According to a source from PBOC, this RRR cut releases about one trillion yuan in long-term funds, and it aims to increase the long-term and stable funding sources for financial institutions to support the real economy, and guide financial institutions to actively use the funding to increase the support for SMEs.
As a result of multiple supportive policies, the financing environment for market entities continued to improve in the first half (H1) of this year. According to data from PBOC, at the end of June, the balance of inclusive loans for SMEs registered 17.7 trillion yuan, with a year-on-year increase of 31 percent, and these loans supported 38.3 million SMEs, with a year-on-year increase of 29.2 percent.
Financial institutions are also taking frequent moves to help SMEs. Recently, the Industrial and Commercial Bank of China, the Bank of China, and China CITIC Bank have reached cooperation with the Central Government Procurement Center to help SMEs solve financing problems.
They will utilize the complementary advantages of Finance Plus Government Affairs and actively provide financing convenience for SMEs based on government procurement data. Under this cooperation, loans are expected to issue by the end of the year.
Capital market will also play its role further. Recently, the board transfer system for the National Equities Exchange and Quotations (NEEQ, known as the New Third Board) selected layer has entered the implementation stage.
The NEEQ is the main battleground for the capital market to serve SMEs, and qualified companies listed on NEEQ selected layer can transfer to the Science and Technology Innovation Board (STAR Market) and China's second board market (ChiNext Market) for listing.
Such system provides SMEs with a new path of "financing, trading, and listing at the same time", which is helpful for the capital market to better serve SMEs, according to insiders.
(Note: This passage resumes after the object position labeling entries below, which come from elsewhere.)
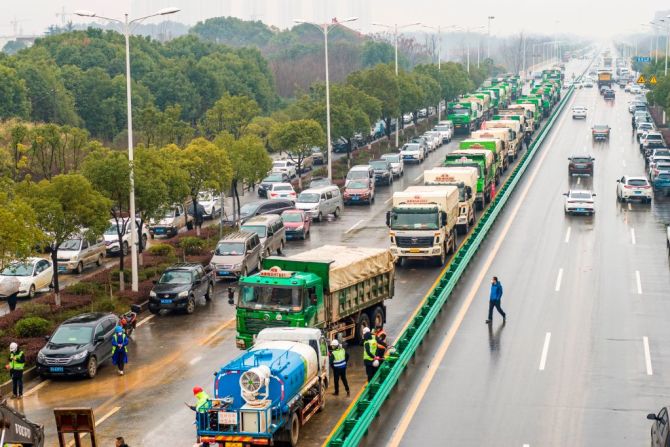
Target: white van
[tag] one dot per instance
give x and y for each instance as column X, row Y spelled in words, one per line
column 319, row 202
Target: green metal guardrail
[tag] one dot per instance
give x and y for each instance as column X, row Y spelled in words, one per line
column 357, row 421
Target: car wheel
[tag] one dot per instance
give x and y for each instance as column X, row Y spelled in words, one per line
column 91, row 367
column 190, row 305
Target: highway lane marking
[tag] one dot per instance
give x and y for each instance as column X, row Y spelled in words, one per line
column 413, row 406
column 647, row 356
column 558, row 280
column 36, row 388
column 354, row 226
column 545, row 351
column 98, row 422
column 639, row 282
column 144, row 320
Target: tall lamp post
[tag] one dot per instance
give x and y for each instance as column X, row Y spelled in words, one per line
column 127, row 24
column 488, row 43
column 395, row 29
column 325, row 29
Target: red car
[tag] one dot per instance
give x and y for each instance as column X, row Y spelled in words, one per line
column 296, row 223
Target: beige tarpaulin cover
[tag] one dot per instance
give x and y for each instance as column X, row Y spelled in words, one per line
column 350, row 264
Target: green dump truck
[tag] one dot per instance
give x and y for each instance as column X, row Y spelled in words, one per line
column 337, row 289
column 487, row 170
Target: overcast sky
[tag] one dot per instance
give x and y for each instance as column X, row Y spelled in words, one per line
column 594, row 18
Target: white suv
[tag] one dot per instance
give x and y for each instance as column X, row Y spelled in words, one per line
column 633, row 188
column 579, row 201
column 579, row 112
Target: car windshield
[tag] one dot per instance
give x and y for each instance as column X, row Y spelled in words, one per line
column 71, row 244
column 72, row 335
column 271, row 297
column 292, row 217
column 357, row 185
column 229, row 249
column 637, row 182
column 580, row 195
column 260, row 230
column 18, row 269
column 309, row 197
column 175, row 277
column 112, row 230
column 379, row 165
column 249, row 208
column 424, row 219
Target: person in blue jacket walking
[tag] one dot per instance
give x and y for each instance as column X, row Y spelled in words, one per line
column 119, row 349
column 494, row 299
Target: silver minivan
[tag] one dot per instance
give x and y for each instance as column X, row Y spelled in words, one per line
column 319, row 202
column 270, row 230
column 237, row 254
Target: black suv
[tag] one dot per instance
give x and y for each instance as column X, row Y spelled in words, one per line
column 180, row 287
column 78, row 346
column 249, row 210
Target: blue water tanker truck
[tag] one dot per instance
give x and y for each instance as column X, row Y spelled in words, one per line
column 268, row 393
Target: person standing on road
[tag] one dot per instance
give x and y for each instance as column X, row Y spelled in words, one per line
column 119, row 349
column 17, row 362
column 369, row 353
column 338, row 361
column 9, row 289
column 494, row 299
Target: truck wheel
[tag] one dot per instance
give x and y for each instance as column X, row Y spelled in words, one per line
column 377, row 317
column 294, row 430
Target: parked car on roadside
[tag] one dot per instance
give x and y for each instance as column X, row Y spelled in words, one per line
column 34, row 275
column 296, row 223
column 78, row 346
column 180, row 287
column 237, row 254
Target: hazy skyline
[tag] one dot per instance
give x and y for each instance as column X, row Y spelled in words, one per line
column 594, row 19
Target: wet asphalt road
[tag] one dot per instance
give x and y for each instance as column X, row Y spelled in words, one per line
column 583, row 356
column 170, row 354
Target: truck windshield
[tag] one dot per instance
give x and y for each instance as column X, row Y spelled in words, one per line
column 271, row 297
column 415, row 219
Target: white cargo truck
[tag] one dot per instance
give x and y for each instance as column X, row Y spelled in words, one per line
column 465, row 179
column 422, row 222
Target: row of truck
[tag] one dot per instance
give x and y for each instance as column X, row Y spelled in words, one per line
column 288, row 312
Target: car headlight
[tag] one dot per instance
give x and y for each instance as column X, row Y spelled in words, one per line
column 79, row 355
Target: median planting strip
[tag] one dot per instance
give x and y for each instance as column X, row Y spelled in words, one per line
column 357, row 421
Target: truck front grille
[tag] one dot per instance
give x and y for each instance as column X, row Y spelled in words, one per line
column 255, row 325
column 409, row 241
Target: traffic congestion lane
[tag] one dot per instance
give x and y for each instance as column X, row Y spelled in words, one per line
column 570, row 359
column 170, row 354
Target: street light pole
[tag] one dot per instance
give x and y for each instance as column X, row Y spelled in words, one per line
column 126, row 23
column 325, row 29
column 395, row 29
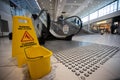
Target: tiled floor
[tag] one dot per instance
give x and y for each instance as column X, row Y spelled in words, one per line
column 96, row 43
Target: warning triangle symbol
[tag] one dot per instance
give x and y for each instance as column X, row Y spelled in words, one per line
column 27, row 37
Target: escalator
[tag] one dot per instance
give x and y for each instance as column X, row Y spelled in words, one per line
column 63, row 29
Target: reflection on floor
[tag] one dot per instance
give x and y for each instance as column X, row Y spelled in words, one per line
column 90, row 57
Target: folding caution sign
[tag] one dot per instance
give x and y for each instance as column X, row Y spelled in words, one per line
column 24, row 36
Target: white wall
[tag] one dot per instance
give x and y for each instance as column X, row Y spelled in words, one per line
column 6, row 14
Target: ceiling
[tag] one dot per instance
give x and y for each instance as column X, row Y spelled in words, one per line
column 72, row 7
column 80, row 8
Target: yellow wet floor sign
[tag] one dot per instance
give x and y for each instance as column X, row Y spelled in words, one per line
column 24, row 36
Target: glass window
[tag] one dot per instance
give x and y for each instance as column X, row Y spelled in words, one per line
column 94, row 15
column 85, row 19
column 107, row 9
column 119, row 5
column 115, row 6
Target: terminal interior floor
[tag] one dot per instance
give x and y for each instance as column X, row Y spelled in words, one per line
column 86, row 57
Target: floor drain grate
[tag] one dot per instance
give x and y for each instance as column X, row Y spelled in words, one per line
column 85, row 60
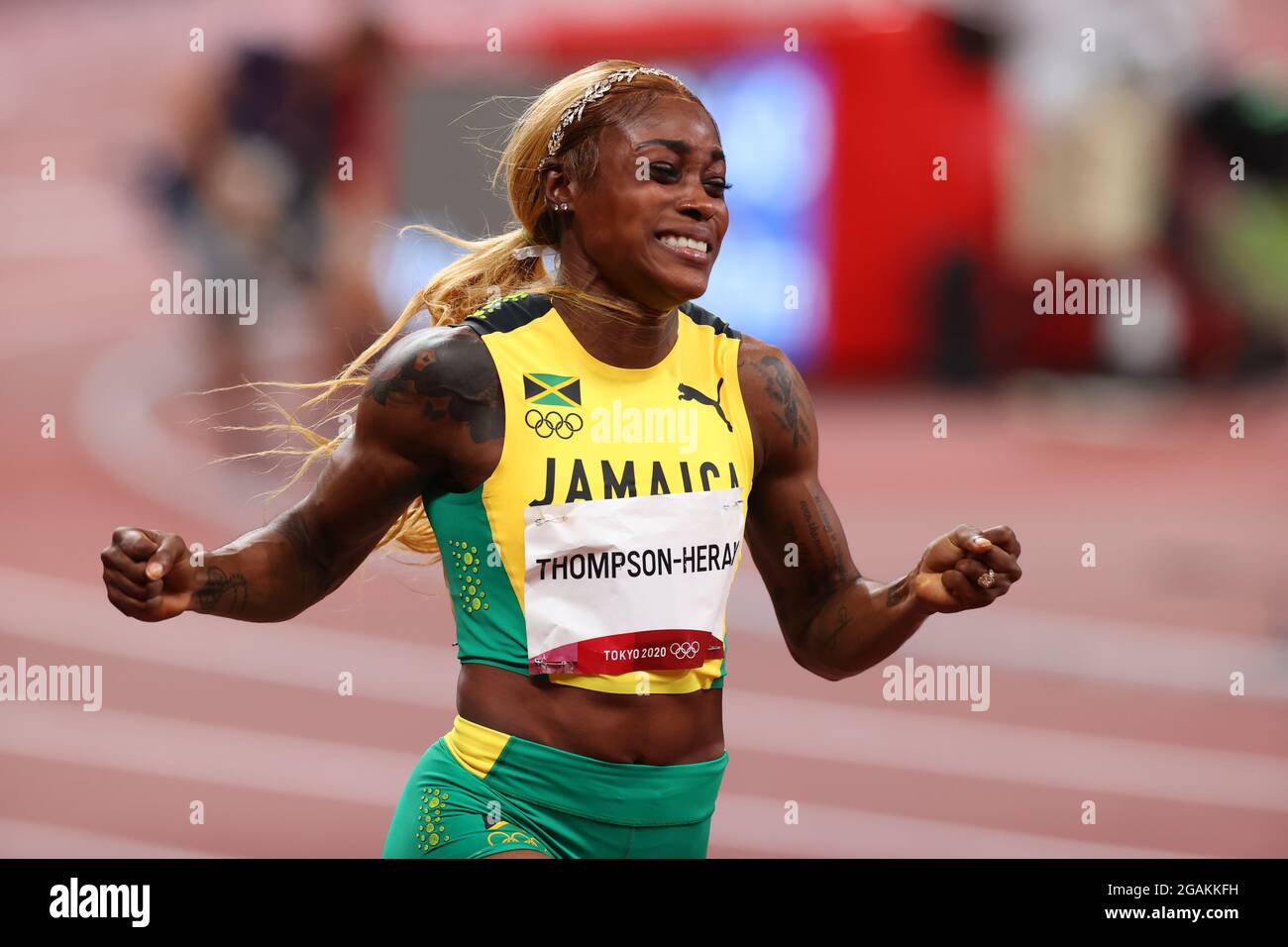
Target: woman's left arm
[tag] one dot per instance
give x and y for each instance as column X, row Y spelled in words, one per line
column 835, row 621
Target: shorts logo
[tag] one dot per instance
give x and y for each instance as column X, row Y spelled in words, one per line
column 553, row 390
column 518, row 836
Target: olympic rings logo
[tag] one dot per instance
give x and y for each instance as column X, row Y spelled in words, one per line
column 684, row 650
column 554, row 423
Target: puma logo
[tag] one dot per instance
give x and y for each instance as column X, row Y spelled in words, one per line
column 690, row 393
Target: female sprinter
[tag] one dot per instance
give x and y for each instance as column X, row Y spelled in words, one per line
column 584, row 450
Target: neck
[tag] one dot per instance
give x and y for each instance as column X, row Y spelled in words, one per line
column 639, row 341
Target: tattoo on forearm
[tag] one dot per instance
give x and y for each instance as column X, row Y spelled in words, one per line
column 780, row 388
column 898, row 591
column 467, row 384
column 219, row 585
column 842, row 618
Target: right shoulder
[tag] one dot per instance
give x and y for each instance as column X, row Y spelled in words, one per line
column 434, row 397
column 421, row 363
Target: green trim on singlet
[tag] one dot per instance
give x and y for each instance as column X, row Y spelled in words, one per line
column 489, row 624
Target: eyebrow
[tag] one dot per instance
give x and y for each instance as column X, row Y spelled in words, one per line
column 679, row 147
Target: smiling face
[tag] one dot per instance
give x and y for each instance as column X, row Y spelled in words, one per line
column 651, row 222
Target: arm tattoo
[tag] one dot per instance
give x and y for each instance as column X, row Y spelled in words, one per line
column 780, row 388
column 842, row 618
column 898, row 591
column 219, row 583
column 468, row 382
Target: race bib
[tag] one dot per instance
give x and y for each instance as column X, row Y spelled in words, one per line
column 634, row 583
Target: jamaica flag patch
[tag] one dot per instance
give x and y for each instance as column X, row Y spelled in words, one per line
column 563, row 390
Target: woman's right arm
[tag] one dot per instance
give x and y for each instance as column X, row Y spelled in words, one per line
column 429, row 414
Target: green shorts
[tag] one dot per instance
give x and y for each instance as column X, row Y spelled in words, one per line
column 478, row 791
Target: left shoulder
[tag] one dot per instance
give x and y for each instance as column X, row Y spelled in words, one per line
column 778, row 406
column 704, row 317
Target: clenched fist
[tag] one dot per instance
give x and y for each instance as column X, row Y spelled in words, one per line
column 147, row 574
column 966, row 569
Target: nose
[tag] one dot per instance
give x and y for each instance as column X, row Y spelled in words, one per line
column 697, row 204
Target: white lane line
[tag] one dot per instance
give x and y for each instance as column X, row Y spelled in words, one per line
column 896, row 736
column 295, row 654
column 117, row 424
column 134, row 742
column 1087, row 764
column 1103, row 650
column 141, row 744
column 27, row 839
column 829, row 831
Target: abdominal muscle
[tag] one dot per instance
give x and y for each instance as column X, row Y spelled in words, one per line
column 657, row 729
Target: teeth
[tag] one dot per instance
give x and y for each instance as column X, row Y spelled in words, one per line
column 670, row 240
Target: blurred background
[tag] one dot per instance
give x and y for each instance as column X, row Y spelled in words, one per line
column 910, row 169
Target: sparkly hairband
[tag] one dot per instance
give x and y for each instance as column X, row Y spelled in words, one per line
column 592, row 94
column 572, row 114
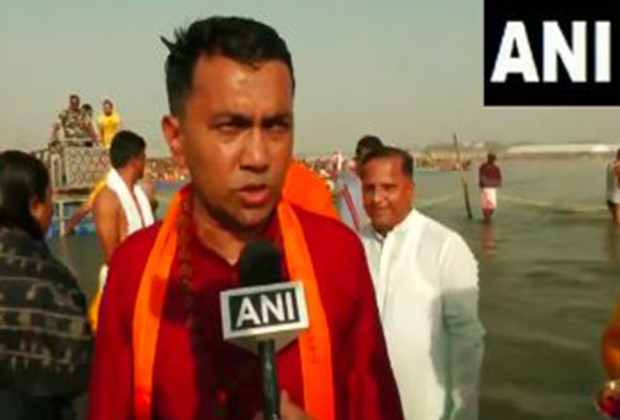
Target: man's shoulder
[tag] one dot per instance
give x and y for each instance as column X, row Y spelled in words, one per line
column 106, row 199
column 325, row 228
column 138, row 245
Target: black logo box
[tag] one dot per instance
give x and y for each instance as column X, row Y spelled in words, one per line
column 564, row 92
column 255, row 298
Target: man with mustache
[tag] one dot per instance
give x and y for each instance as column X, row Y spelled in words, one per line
column 160, row 352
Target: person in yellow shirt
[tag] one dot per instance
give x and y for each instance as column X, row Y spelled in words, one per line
column 110, row 123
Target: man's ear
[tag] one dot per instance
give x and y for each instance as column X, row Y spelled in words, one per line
column 171, row 128
column 412, row 192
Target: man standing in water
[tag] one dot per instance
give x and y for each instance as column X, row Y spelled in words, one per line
column 490, row 179
column 426, row 284
column 612, row 193
column 349, row 187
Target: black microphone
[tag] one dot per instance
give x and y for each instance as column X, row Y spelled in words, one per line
column 260, row 264
column 264, row 314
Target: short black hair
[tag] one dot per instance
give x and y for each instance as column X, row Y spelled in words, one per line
column 387, row 152
column 23, row 180
column 367, row 144
column 246, row 41
column 125, row 146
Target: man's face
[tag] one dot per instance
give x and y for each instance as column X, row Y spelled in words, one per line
column 236, row 138
column 387, row 193
column 74, row 103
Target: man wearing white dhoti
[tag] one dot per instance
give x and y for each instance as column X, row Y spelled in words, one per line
column 122, row 207
column 426, row 283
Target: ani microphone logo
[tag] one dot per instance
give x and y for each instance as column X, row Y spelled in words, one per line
column 551, row 52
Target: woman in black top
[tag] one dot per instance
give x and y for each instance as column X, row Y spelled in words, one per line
column 45, row 341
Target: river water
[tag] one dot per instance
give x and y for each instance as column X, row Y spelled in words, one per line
column 549, row 272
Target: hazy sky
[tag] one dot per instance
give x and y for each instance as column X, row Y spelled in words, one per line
column 409, row 71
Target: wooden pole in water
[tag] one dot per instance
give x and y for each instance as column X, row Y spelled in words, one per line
column 463, row 178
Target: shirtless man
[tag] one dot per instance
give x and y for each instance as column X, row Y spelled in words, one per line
column 490, row 178
column 121, row 207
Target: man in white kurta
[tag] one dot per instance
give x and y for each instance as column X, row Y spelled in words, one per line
column 426, row 283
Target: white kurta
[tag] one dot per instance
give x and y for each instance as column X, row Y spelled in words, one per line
column 426, row 283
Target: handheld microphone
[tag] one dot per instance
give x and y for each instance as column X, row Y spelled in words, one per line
column 264, row 314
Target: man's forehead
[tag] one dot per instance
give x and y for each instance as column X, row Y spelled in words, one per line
column 226, row 86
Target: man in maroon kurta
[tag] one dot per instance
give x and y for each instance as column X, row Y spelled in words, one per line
column 231, row 124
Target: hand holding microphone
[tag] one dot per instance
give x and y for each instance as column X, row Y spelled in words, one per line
column 288, row 410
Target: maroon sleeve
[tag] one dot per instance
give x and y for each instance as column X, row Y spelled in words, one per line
column 112, row 370
column 372, row 387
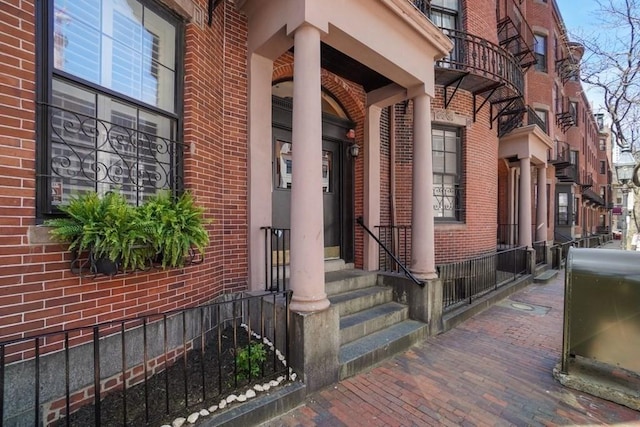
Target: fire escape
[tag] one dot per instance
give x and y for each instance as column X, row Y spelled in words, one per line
column 517, row 38
column 565, row 114
column 494, row 74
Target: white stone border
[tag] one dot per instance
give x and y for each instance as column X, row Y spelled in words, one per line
column 249, row 394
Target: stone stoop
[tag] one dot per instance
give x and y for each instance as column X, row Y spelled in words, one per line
column 545, row 276
column 372, row 326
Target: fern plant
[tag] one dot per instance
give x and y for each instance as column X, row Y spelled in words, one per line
column 249, row 361
column 178, row 227
column 109, row 227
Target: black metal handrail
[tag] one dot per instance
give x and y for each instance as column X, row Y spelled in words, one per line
column 540, row 249
column 482, row 57
column 406, row 271
column 146, row 369
column 467, row 280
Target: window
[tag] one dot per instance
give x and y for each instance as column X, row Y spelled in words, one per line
column 542, row 115
column 573, row 110
column 563, row 209
column 540, row 52
column 110, row 100
column 444, row 14
column 447, row 194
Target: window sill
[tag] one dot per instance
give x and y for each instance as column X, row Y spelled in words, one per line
column 450, row 226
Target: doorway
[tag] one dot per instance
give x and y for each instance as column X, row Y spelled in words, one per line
column 337, row 178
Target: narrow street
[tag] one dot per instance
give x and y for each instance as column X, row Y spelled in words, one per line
column 494, row 369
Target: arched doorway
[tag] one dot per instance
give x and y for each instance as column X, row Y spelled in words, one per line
column 337, row 171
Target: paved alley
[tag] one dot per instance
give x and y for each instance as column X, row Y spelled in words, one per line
column 492, row 370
--Structural policy tool to be enhanced
Next, regulators may exert more structural policy tools to support SMEs, including strengthening tax and fee reduction targeting such firms, appropriately expanding re-lending with high inclusiveness, low interest rates and targeted investment fields, said Wang Qing, chief macro analyst with Golden Credit Rating International Co., Ltd., a major credit rating agency in China.
Meanwhile, a prudent and neutral monetary policy would be adhered to, noted Wang.
Industry experts believe that to further support SMEs, efforts would also be made to speed up the innovation of products and services, and keep expanding the means and channels for financing.